The global games market is predicted to decline this year, as per a study by London-based market research firm Ampere Analytics. The latest outlook from Ampere, published earlier this week, forecast that gaming content and services will decline to $188 billion in 2022, marking a dip of 1.2 percent when compared to 2021’s performance of $191 billion. Macroeconomic factors such as the ongoing Russia-Ukraine war, supply shortages, and a potential recession are said to leave an adverse effect on the video games industry.
“As we progress through a period of heavy inflation, with an increasing cost-of-living squeeze, and a higher potential for a recession, it is inevitable that the games market will be negatively impacted in certain areas,” the Ampere report noted.

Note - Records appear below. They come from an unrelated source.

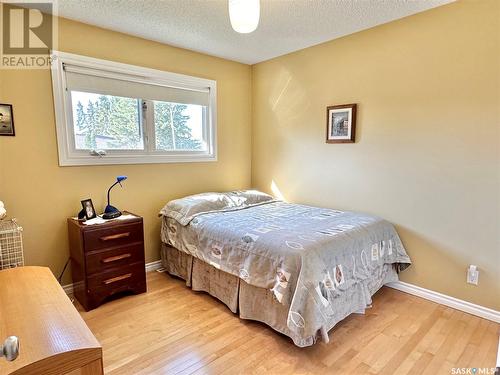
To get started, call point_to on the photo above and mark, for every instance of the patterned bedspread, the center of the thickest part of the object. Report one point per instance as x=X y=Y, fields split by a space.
x=309 y=257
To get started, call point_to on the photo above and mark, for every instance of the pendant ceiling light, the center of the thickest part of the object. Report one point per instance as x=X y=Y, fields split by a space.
x=244 y=15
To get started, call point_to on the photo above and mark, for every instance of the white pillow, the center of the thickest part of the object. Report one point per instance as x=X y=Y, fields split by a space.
x=186 y=209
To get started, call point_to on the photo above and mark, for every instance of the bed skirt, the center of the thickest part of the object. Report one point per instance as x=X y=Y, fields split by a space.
x=255 y=303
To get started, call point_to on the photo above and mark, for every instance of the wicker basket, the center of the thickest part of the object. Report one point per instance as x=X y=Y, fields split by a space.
x=11 y=244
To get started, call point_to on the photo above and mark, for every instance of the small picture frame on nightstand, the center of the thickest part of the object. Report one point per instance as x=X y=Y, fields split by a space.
x=88 y=209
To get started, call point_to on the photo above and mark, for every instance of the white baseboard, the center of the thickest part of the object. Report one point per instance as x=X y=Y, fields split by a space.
x=443 y=299
x=152 y=266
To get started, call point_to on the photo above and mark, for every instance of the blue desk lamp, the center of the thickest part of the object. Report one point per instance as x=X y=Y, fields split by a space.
x=111 y=212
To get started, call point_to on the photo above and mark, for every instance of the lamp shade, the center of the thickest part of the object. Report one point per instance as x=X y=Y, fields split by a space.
x=244 y=15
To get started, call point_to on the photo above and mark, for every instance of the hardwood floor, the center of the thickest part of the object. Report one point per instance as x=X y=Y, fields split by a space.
x=173 y=330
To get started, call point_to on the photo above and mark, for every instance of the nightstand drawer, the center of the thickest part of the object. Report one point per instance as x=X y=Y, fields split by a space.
x=112 y=237
x=103 y=260
x=117 y=278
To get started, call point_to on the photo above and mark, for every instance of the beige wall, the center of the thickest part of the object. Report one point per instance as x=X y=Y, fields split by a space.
x=41 y=194
x=427 y=150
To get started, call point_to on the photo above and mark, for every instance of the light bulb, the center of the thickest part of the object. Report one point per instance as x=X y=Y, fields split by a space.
x=244 y=15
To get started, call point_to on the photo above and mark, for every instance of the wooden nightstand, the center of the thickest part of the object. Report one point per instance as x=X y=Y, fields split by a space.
x=106 y=259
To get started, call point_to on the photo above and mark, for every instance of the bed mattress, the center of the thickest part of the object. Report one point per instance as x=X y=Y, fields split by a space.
x=315 y=265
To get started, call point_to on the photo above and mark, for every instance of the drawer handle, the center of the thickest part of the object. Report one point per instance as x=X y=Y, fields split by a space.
x=117 y=278
x=115 y=236
x=116 y=257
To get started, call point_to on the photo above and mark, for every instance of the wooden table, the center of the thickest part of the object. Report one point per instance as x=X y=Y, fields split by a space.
x=53 y=337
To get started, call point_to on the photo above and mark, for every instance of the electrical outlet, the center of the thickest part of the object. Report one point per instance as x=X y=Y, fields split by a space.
x=472 y=275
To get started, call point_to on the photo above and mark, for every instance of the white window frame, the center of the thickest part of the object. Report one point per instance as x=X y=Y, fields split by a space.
x=70 y=156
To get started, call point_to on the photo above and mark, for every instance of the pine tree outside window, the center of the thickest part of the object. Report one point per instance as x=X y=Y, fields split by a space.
x=111 y=113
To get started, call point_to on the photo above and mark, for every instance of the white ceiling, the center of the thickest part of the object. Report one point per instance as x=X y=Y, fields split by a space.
x=203 y=25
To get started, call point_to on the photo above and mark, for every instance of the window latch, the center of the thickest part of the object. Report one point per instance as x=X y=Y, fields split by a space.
x=99 y=153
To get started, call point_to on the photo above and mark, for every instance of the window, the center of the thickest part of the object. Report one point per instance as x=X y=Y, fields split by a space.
x=112 y=113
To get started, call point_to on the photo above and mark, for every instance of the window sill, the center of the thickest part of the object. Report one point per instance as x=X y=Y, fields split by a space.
x=140 y=159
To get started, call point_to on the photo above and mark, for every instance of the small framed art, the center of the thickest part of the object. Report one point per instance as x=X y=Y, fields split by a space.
x=341 y=123
x=6 y=120
x=88 y=209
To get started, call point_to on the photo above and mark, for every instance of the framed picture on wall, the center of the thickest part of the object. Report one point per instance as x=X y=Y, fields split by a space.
x=341 y=123
x=6 y=120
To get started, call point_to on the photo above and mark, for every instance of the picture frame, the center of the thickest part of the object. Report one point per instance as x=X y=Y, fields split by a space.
x=7 y=120
x=88 y=209
x=341 y=123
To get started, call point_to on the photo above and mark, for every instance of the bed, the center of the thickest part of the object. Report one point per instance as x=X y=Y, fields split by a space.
x=298 y=269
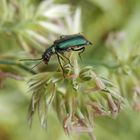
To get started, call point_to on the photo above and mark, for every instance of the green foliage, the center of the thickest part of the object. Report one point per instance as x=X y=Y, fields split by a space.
x=94 y=90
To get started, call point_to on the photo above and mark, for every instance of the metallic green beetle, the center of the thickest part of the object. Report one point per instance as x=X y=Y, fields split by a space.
x=76 y=42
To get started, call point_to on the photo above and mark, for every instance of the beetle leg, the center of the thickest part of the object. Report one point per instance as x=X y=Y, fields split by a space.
x=82 y=50
x=62 y=55
x=58 y=57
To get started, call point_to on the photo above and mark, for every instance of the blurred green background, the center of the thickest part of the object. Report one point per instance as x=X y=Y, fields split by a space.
x=28 y=26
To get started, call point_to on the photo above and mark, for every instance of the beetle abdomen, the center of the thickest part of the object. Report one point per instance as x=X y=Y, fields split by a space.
x=71 y=40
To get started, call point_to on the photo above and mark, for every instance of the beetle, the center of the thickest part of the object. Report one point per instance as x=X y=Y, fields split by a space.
x=65 y=43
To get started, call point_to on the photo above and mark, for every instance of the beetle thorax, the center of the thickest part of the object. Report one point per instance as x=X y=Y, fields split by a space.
x=47 y=54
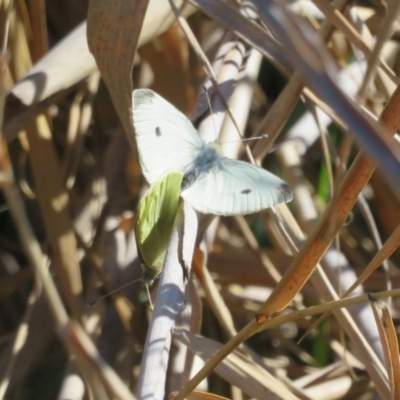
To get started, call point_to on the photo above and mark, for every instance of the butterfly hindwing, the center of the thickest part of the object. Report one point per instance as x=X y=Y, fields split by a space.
x=236 y=188
x=212 y=184
x=166 y=139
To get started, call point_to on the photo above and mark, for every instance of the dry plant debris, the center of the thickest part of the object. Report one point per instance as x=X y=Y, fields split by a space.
x=296 y=302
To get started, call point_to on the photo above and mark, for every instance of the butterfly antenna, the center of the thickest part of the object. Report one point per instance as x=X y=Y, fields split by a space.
x=148 y=295
x=114 y=291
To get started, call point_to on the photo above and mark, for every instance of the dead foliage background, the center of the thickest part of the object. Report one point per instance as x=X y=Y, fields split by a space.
x=315 y=76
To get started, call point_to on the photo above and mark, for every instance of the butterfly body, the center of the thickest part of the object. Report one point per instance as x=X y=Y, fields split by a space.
x=212 y=184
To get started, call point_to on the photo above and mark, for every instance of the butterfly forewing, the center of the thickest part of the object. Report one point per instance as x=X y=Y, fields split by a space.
x=166 y=139
x=212 y=184
x=236 y=188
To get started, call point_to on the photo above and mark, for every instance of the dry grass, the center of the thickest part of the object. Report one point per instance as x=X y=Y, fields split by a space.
x=320 y=79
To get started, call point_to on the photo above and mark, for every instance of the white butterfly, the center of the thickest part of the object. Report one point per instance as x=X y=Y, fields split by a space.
x=212 y=184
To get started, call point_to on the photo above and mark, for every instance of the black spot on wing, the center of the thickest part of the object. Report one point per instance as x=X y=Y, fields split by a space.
x=142 y=96
x=285 y=193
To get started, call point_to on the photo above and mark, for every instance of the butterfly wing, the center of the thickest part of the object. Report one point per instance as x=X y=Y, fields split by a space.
x=166 y=139
x=236 y=188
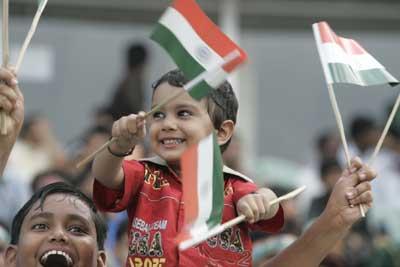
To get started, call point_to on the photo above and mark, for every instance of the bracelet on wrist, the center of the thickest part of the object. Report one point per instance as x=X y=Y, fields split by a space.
x=119 y=155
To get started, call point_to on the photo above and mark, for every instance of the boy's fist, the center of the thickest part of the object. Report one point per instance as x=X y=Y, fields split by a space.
x=256 y=206
x=128 y=130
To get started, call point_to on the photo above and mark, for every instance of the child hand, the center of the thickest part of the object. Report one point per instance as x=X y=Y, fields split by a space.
x=352 y=189
x=129 y=130
x=11 y=101
x=256 y=206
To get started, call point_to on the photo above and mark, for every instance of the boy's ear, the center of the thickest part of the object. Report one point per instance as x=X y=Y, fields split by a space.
x=101 y=258
x=10 y=256
x=225 y=132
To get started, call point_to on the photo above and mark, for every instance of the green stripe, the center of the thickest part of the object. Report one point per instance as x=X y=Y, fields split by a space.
x=218 y=188
x=343 y=73
x=185 y=62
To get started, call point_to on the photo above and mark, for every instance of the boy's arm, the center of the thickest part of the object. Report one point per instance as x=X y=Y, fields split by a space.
x=11 y=103
x=339 y=215
x=107 y=166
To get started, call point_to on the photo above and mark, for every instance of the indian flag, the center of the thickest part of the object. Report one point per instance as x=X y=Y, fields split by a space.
x=345 y=61
x=203 y=188
x=197 y=46
x=42 y=4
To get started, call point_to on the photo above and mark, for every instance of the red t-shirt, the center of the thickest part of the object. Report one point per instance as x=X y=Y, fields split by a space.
x=152 y=196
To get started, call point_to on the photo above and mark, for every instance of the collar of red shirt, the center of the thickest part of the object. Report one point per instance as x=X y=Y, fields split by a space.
x=225 y=169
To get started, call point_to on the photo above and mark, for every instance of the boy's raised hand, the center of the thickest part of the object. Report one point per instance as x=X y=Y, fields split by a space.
x=352 y=189
x=128 y=131
x=256 y=206
x=12 y=103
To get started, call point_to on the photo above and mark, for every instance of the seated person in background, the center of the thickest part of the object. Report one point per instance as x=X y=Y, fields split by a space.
x=58 y=226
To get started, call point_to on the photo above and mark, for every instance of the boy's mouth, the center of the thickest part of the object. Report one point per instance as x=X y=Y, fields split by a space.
x=56 y=258
x=172 y=141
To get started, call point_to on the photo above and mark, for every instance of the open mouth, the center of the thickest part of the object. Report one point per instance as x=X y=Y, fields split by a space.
x=56 y=258
x=172 y=141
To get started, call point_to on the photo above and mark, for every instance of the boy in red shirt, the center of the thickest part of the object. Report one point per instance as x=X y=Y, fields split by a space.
x=151 y=192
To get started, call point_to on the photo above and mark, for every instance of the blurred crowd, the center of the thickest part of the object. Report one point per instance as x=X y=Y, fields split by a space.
x=39 y=158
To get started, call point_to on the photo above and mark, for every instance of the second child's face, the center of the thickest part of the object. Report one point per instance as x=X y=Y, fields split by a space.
x=180 y=124
x=65 y=227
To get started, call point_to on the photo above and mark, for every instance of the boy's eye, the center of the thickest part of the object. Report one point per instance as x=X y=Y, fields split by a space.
x=158 y=115
x=39 y=227
x=184 y=113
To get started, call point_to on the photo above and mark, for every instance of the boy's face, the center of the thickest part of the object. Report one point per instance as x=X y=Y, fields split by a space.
x=63 y=227
x=180 y=124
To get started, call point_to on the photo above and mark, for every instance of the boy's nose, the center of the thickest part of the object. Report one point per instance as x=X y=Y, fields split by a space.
x=169 y=123
x=58 y=235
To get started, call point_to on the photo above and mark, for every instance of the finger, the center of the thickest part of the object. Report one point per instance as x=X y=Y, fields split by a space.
x=5 y=104
x=123 y=127
x=132 y=124
x=247 y=211
x=254 y=209
x=364 y=198
x=115 y=129
x=262 y=210
x=8 y=77
x=8 y=92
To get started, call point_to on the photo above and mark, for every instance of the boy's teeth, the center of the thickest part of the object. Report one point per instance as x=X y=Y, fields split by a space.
x=56 y=252
x=172 y=141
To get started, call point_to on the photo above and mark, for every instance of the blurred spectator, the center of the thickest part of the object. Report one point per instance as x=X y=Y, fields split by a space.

“The idea that the games market is ‘recession proof’ is a fallacy. However, games remain very good value for money and if consumers dial back on other discretionary spending but are at home more, the sector will be relatively well insulated from some of the worst effects of a global slowdown.”
Ampere predicted that the global market might bounce back in 2023 “as mature markets stabilise and growth markets continue the adoption of gaming.”
While Russia’s invasion of Ukraine is cited as a primary cause for the recent market meltdown, the county was interestingly the 10th biggest games market in 2021, as per the report. Ampere predicts that the market will lose $1.2 billion in value and drop to the 14th rank in global ranking in 2022.
The mobile gaming segment is said to decline by 1.3 percent. PC gaming is expected to decline by 3 percent. While console gaming performance is forecast “to be flat,” cloud gaming is expected “to grow strongly.”
“After two years of huge expansion, the games market is poised to hand back a bit of that growth in 2022 as multiple factors combine to undermine performance. Even so, the year will end well ahead of prepandemic performance, and the outlook for the sector as a whole remains positive, with growth forecast to return in 2023,” research director Piers Harding Rolls added.